My rating: 4 of 5 stars
This book was magnificent and it was childish, but not in the negative connotation of the word. It had so much imagination and that’s what made it remarkable, and it was a wonderful love story that verged on being mature. It was still centered on kids and that was prominent throughout the entire novel, but it didn’t take away from a heartfelt love story.
My thoughts on the characters:
I think having this story told in the first person makes the reader slightly biased towards the main character, Min (short for Minerva) Green. Sometimes she felt too real, sometimes she felt like I was reading about myself in someone else’s words, sometimes she felt like the problematic heroine I’ve always kind of wanted to read about. I think my favorite thing about her is that she acknowledged the many mistakes she made and actively sets out to right any wrongs. I also loved how unabashedly real she was about who she was and to what lengths she was willing to go to without losing her sense of self, but also compromise on other’s needs or wants in her relationship with them.
I’m not ashamed to say that I loved Ed Slaterton. His enthusiasm and love for Min gradually grow as the story progresses. He had his own quirks and a wonderfully developed personality, which I haven’t read much in young adult books. The amount of time he and Min spend together is told in detail and he gets as much time to shine as Min does, and this establishes the mechanics of their relationship and the inevitable reason that they break up.
The side characters felt interchangeable to me, except for Annette and Al. I felt conflicted on Annette, mainly because she was kind but she felt shady from the very beginning. A part of me felt like more needed to be elaborated on her character, too, because she had her own story before Min’s. I loved and hated Al. I loved him because he’s a loyal friend and he is as unapologetic about the things he loves as Min is. I hated him because he didn’t protect Min hard enough.
My thoughts on the plot:
I loved the style in which the story is told, as well as the structure of every chapter with the additional illustrations. The beginning drags a little, I think, but so did their relationship and I felt like it echoed the reality of their situation very well. When the plot starts to pick up, I was amazed by the adventures they had.
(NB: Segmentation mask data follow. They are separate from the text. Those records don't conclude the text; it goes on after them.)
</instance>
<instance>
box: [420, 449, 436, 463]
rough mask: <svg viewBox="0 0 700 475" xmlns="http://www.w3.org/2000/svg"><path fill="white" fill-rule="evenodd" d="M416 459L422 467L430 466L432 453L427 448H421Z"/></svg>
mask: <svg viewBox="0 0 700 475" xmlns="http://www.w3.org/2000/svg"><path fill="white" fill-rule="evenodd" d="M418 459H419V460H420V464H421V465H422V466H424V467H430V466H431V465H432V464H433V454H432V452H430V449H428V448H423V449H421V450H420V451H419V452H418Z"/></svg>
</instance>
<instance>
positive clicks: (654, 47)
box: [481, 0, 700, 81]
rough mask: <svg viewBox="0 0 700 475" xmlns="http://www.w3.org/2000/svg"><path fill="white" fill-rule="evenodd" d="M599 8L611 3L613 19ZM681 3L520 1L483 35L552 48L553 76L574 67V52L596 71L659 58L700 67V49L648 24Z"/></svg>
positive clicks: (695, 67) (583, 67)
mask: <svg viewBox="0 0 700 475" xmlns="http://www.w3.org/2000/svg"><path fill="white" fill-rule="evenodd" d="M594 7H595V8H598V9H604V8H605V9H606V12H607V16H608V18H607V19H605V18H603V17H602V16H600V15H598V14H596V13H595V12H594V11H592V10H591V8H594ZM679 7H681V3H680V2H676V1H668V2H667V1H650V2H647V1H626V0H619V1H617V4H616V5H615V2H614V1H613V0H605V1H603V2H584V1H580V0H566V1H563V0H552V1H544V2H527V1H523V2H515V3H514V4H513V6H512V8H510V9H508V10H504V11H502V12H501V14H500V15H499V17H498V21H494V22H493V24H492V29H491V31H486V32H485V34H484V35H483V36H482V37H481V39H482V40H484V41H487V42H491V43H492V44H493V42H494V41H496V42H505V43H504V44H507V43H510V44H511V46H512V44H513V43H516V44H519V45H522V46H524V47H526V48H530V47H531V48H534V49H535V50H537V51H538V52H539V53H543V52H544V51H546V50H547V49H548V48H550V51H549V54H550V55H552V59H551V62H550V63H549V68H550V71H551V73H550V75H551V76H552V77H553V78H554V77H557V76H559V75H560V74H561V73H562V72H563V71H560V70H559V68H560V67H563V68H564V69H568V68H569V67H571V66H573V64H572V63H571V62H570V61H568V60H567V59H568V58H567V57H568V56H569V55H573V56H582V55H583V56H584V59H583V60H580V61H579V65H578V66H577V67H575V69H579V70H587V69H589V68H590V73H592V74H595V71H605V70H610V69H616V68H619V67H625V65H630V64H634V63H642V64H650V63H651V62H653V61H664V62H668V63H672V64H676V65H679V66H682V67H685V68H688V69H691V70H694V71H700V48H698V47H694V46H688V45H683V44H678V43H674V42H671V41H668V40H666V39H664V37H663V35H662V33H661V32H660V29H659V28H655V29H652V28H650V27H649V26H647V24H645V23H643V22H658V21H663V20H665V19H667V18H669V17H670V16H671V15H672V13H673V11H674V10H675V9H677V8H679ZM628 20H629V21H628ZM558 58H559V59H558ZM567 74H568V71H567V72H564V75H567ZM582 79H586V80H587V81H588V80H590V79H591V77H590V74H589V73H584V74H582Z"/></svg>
I loved the obsession Min had with Lottie Carson and the fact that Ed jumped on her bandwagon and got more excited the longer they were together. I loved the fact that so much of their relationship was defined by objects (although at the beginning all the memento giving felt forced and awkward). I loved that they both stepped out of their comfort zones and found themselves changed in a good way, especially Ed with his derogatory words and weird girlfriend view.
I loved the dynamics of the relationships. Nothing felt unnecessary, from Ed’s sister’s comments and knowledge of film and cuisine to Al’s family store and his absolute denial of having opinions. I loved the background characters and the teenage attitudes towards organized school events and virginity and friendships.
This book was remarkable. I would recommend readers of high school age and up to read this book. It might not change your view on true love or high-school love, but it will give you an understanding of how real love can be at any age and within any context.